Somalia's al-Shabaab Explains Its Ban On Foreign Aid Organizations
|Publication Date||9 December 2011|
|Citation / Document Symbol||Terrorism Monitor Volume: 9 Issue: 45|
|Cite as||Jamestown Foundation, Somalia's al-Shabaab Explains Its Ban On Foreign Aid Organizations, 9 December 2011, Terrorism Monitor Volume: 9 Issue: 45, available at: http://www.refworld.org/docid/4ee5dadd2.html [accessed 3 September 2015]|
Somalia's al-Shabaab militants have provided a detailed justification of their recent and controversial decision to halt the work of 16 foreign aid organizations in areas under al-Shabaab control in drought and famine-stricken southern Somalia. The statement, prepared by al-Shabaab's Office for Supervising the Affairs of Foreign Agencies (OSAFA), was released to various jihadi websites (Ansar1.info, November 28). The statement allegedly comes as the result of a year-long investigation into what al-Shabaab refers to as "the illicit activities and misconduct" of the foreign aid agencies.
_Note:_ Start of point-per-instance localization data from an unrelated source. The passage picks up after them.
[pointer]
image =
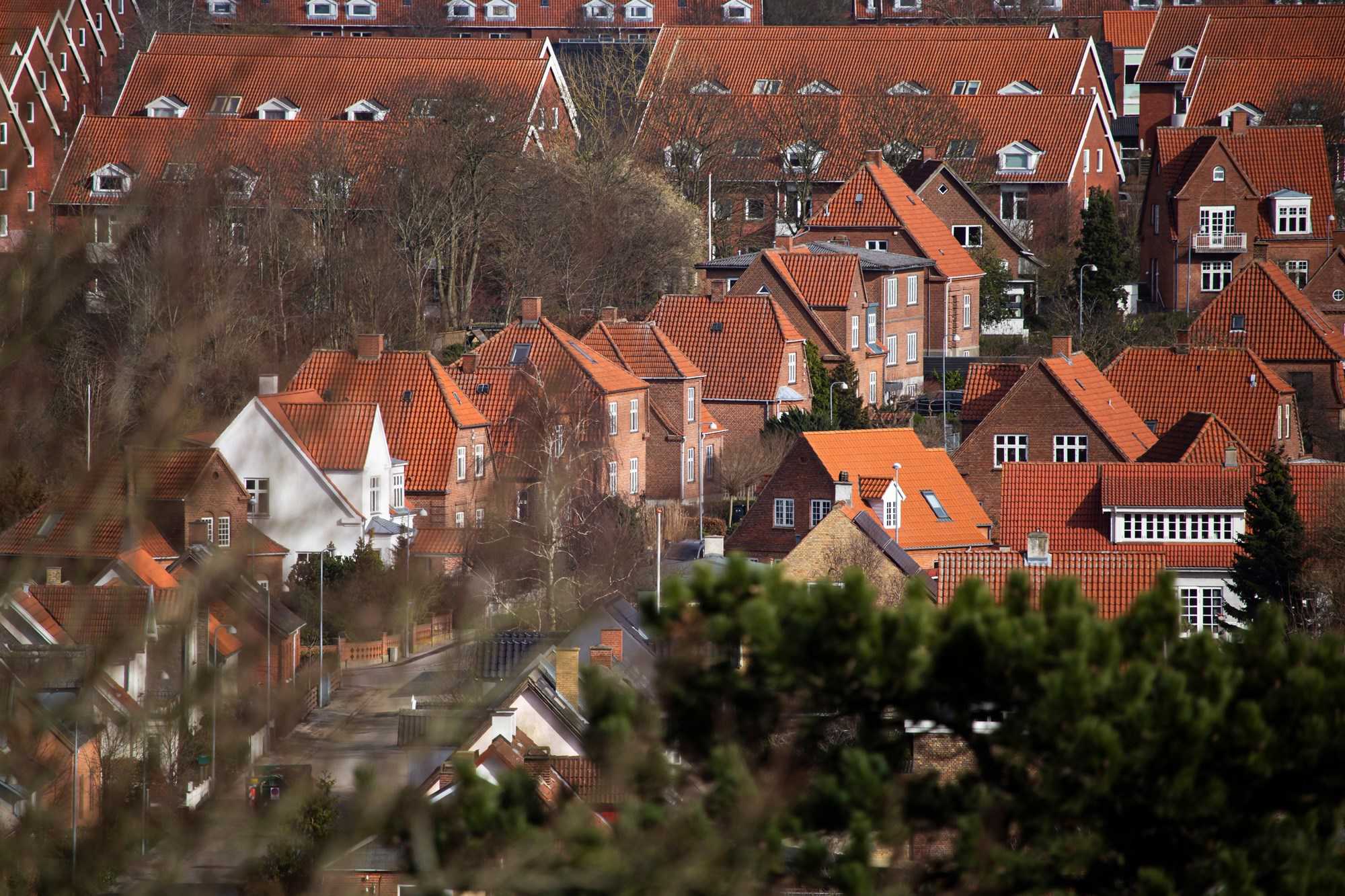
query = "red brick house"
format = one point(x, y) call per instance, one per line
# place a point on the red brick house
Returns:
point(1264, 313)
point(1222, 198)
point(1062, 409)
point(687, 442)
point(1241, 391)
point(751, 354)
point(913, 491)
point(431, 421)
point(876, 209)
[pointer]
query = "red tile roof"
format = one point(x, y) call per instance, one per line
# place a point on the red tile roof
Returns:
point(871, 452)
point(1199, 439)
point(743, 358)
point(1109, 579)
point(1280, 322)
point(987, 385)
point(418, 430)
point(1079, 378)
point(1128, 29)
point(1165, 384)
point(892, 204)
point(641, 348)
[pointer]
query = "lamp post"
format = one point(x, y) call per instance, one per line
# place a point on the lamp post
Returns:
point(215, 704)
point(1082, 270)
point(832, 397)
The 16 banned aid organizations include the Office of the United Nations High Commissioner for Refugees (UNHCR), the United Nations Children's Fund (UNICEF), the World Health Organization (WHO) and a number of Scandinavian, German and French relief organizations.
The al-Shabaab statement charged the international aid organizations of the following:
- The collection of data on Shabaab-held territories "under the guise of demographic surveys, vaccinations reports, demining surveys, nutrition analyses and population censuses."
- Conveying information about the activities of the Mujahideen.
- Inciting the local population against "the full establishment of the Islamic Shari'a system," in part by financing and aiding "subversive groups seeking to destroy the basic tents of the Islamic penal system."
- Working in league with unnamed organizations to "exploit the country of its natural resources."
- Undermining the "cultural values" of Somali Muslims by using corruption and bribery as methods of operation.
- "Failing to implement durable solutions" to relieve the suffering of internally displaced peoples.
Some organizations were accused of promoting "secularism, immorality and the degrading values of democracy," while others were accused of working with "ecumenical [evangelist?] churches" to proselytize Muslim children." In light of these findings, al-Shabaab announced that a committee would perform a yearly review of all aid organizations working in their territory, warning: Any organization found to be supporting or actively engaged in activities deemed detrimental to the attainment of an Islamic State or performing duties other than that which it formally proclaims will be banned immediately without prior warning."